Regelmäßiger Blutdrucküberschuss ist ein Symptom für Bluthochdruck. Aufgrund von Bluthochdruck nimmt die Arbeitsfähigkeit ab, es treten schnelle Müdigkeit, Atemnot, Herzschmerzen, Schlafstörungen und ein erhöhtes Risiko für Nasenbluten auf. Das Risiko für das Auftreten schwerer Erkrankungen wie Schlaganfall und Herzinfarkt steigt um ein Vielfaches.

Hypotonie ist auch ein pathologischer Zustand des Blutdrucks, der durch niedrigen Druck gekennzeichnet ist. Verstöße sind in Bezug auf die Gesundheit weniger gefährlich. Hypotonie führt zu einem Nährstoffmangel im Gewebe, weshalb häufig Ischämie, ein schwaches Immunsystem, eine Ohnmacht und eine Reihe von Störungen des Zentralnervensystems auftreten..

Blutdruck steigt - (Bluthochdruck)

Bluthochdruckauslöser sind für alle Patienten unabhängig vom Alter ähnlich..

Der Begriff "arterielle Hypertonie" bezeichnet einen anhaltenden Druckanstieg über ein bestimmtes Niveau

Unter den Hauptrisikofaktoren für Bluthochdruck:

  • atherosklerotische Gefäßläsionen;
  • Körpergewicht beeinflusst den Blutdruck;
  • Diabetes mellitus;
  • Salzmissbrauch;
  • körperlich schwieriger Beruf;
  • Gefühle, Ängste und anderer psycho-emotionaler Stress;
  • die Verwendung von alkoholischen Getränken;
  • starkes Trinken von Kaffee und Tee führt zu einem vorübergehenden Anstieg des Blutdrucks;
  • Bei der Verwendung von Hormonen sind orale Kontrazeptiva besonders gefährlich.
  • Rauchen wirkt sich negativ auf den Zustand der Blutgefäße aus;
  • eine kleine Menge an körperlicher Aktivität;
  • Änderungen der Wetterbedingungen;
  • Komplikationen nach der Operation;
  • Thrombose.

Bei hypertensiven Patienten ist eine regelmäßige Überwachung des Drucks unter Verwendung von blutdrucksenkenden Arzneimitteln angezeigt..

Niedriger Blutdruck - (Hypotonie)

Niedriger Blutdruck birgt weniger Komplikationsrisiken, es werden jedoch immer noch Beschwerden beobachtet.
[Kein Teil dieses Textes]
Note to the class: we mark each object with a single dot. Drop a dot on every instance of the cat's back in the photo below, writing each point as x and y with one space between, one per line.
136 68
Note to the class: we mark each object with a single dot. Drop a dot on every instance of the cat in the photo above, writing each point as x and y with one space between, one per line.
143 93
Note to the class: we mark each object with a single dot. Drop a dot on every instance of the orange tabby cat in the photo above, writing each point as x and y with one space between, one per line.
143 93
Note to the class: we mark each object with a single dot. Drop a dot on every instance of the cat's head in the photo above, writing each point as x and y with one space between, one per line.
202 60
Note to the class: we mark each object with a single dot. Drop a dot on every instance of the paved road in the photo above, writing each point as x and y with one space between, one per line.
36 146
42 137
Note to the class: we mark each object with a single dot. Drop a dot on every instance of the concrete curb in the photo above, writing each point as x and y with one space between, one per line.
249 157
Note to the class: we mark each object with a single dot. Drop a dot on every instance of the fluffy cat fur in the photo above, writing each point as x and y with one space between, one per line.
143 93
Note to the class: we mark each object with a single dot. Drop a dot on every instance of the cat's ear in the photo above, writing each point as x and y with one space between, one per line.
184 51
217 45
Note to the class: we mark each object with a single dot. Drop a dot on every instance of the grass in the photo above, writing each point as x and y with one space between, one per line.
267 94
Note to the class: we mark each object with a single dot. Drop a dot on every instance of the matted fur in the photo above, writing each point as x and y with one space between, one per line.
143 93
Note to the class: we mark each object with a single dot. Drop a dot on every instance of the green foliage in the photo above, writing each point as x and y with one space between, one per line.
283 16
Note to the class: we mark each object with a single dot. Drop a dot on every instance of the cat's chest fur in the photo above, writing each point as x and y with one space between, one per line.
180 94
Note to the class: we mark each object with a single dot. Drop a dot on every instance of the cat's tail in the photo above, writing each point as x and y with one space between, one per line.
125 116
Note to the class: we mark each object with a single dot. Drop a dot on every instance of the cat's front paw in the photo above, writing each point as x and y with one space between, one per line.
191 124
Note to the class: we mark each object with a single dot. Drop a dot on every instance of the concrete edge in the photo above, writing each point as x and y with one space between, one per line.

Die Pathologie ist gekennzeichnet durch das Auftreten von Schwindel, allgemeinem Unwohlsein und Schwäche sowie Blässe der Haut. Jüngsten Studien zufolge wurde ein erhöhtes Risiko für den Übergang von Hypotonie zu Bluthochdruck im Laufe der Zeit festgestellt.

Arterielle Hypotonie ist eine Blutdrucksenkung unter 90/60 mm RT. st

Die Komplexität der Erkrankung besteht darin, dass es praktisch keine medikamentöse Behandlung gibt. Mehr Hypotonie wird durch eine Änderung des Lebensstils beseitigt.

Um den Druck zu normalisieren, wird empfohlen:

  • ein angemessenes Maß an Schlaf von 6-7 Stunden;
  • kalorienreiche Ernährung;
  • die Verwendung von Tee und Kaffee;
  • aktive Übung;
  • geht im Freien;
  • Stressbewältigung.

Normales Alter

Im Erwachsenenalter unterscheiden sich die Indikatoren nicht nur nach Jahr, sondern auch nach Geschlecht des Patienten. Jede Person muss lediglich wissen, welche Blutdruckpositionen in ihrem Fall zulässig sind, damit nach der Messung mit dem Gerät die Wahrscheinlichkeit eines Rückfalls gefährlicher Pathologien häufiger von der Seite des Herzsystems verringert wird. Die folgende Tabelle zeigt, was der Blutdruck bei erwachsenen Frauen und Männern je nach Alterskategorie idealerweise sein sollte.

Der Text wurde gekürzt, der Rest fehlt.